Businesses today compete to gain a profitable place in the constantly evolving global supply chains. And this is true even for a business who sells only to domestic customers. The chances are some of its suppliers, or suppliers of suppliers, would be foreign. And some foreign companies will be seeking opportunities to export to its market to compete with it directly, or supplying its domestic competitors to compete against it indirectly. So, unless a company is located in a country that cuts itself off completely from international trade (and by the way, no country does that today, not even North Korea), there is no escaping from competing in the global supply chains.
The fiction of countries competing in international trade begins with equating companies with countries, then further compounded by the way trade statistics are compiled in values of import and export at the country level. When it is reported that country A exports $10 worth of goods to country B, it is automatically assumed that the entire value of $10 is produced domestically in country A, then sold to country B.
What actually happens on the ground could not be more different. Trade is conducted exclusively by companies seeking to make a profit. Take for example Apple’s iconic iPhone, a supposedly Chinese made product. China ships about $2 billion’s worth of iPhones to the U.S. in a year, which, from where Trump sits, is a major contributor to America’s trade deficits with China. So, it’s worth taking a closer look at how an iPhone is manufactured and by whom.
The iPhone is put together by Hon Hai Precision Industry in China, which is better known by its trading name Foxconn, and is actually a company hailed from Taiwan. Hon Hai assembles iPhones in its factories in China with components sourced literally from all over the world. Tapping into the best producers of highly specialized niche components, Hon Hai’s suppliers include household names like Bosch in Germany, Samsung and LG in South Korea, Sony, Sharp, and Toshiba in Japan, and Qualcomm in the U.S. Hon Hai’s suppliers also include many less well known but no less important niche producers like Cirrus Logic, PMC Sierra and Omni Vision in the U.S., NXP in the Netherlands, and Green Point in Singapore.

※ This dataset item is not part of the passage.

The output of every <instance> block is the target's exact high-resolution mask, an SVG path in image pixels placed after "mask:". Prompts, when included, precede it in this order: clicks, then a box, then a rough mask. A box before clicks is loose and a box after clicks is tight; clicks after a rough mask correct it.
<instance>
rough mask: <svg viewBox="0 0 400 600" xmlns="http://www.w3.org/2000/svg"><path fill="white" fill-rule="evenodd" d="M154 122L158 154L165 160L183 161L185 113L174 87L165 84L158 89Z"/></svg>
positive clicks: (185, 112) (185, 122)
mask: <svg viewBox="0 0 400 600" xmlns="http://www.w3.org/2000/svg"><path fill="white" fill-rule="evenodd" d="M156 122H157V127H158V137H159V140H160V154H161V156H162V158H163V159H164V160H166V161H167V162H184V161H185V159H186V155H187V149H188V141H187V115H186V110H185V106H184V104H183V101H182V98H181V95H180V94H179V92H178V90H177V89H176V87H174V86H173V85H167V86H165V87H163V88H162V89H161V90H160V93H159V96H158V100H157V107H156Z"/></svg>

To complicate matters further, some American suppliers to Hon Hai, such as Omni Vision and PMC Sierra, outsource some of their manufacturing to suppliers in other countries. Foxconn itself operates production facilities in Thailand, Malaysia, the Czech Republic, South Korea, Singapore and the Philippines, and many of these facilities could also supply specific components to Hon Hai in China. As a result, according to research by the Lowy Institute, only a small fraction of the value-added of the iPhone when it leaves the factory gate of Hon Hai is captured in China.